The USA, for whatever reason, decided it would not or could not stop the development of an atomic bomb in the Soviet Union. There is a lot of material from the time period that is still classified in the US. Access to Russian archives is limited and sporadic. Even those who have access cannot access certain archives. General Patton and Winston Churchill both spoke about the Russian threat right after the war. General Patton wanted to go in after the betrayal of losing Eastern Europe to the Russians. Countries that we and our allies - certainly not the Russians - had liberated. During the war, on the Eastern Front, one in three soldiers fighting the Russians were not native Germans. And as the war ended, the vast majority who could, surrendered to anybody except the Russians.
 
Where does it say that it was the job of the USA to land at Normandy beach?

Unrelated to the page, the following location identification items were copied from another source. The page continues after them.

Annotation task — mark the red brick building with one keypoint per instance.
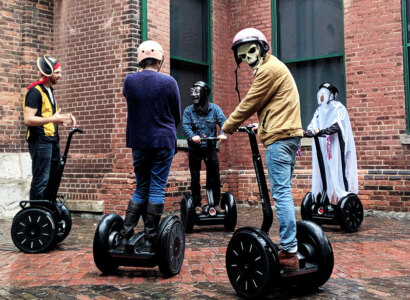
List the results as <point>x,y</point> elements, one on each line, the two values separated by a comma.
<point>361,45</point>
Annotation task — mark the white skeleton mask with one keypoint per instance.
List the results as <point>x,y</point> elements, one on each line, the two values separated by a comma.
<point>251,54</point>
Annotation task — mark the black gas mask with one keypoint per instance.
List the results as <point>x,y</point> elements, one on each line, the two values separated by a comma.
<point>199,94</point>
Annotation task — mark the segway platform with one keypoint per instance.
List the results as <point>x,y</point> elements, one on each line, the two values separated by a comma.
<point>168,256</point>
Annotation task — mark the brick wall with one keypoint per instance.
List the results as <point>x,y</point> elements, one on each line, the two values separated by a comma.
<point>96,43</point>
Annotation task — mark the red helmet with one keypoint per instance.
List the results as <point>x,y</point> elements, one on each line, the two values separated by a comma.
<point>249,35</point>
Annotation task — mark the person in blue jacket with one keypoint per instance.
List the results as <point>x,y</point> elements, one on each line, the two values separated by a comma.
<point>154,112</point>
<point>199,121</point>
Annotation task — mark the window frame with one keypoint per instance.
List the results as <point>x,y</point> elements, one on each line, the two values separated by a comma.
<point>208,63</point>
<point>182,143</point>
<point>274,43</point>
<point>406,46</point>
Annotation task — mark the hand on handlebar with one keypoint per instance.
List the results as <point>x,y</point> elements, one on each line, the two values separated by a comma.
<point>196,139</point>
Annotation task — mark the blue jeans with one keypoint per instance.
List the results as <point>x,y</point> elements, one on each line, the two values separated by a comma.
<point>45,165</point>
<point>280,160</point>
<point>151,167</point>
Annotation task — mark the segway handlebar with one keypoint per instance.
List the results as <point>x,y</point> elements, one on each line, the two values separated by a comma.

Or where does it say that it was the job of the USA to send the Marines to Tripoli to eliminate the ongoing piracy from the Barbary States? Yet Thomas Jefferson decided to do it. And the U.S. did send armed forces to Normandy. I sometimes get the impression that if others had been in charge, the US might have allowed the pirates free range, and Europe would have been left to fall to Hitler, in the name of non-interference and isolationism.
 
FDR told the American people that he will not be sending our boys to fight in a European war. The Japanese I understand but Europe? FDR said no.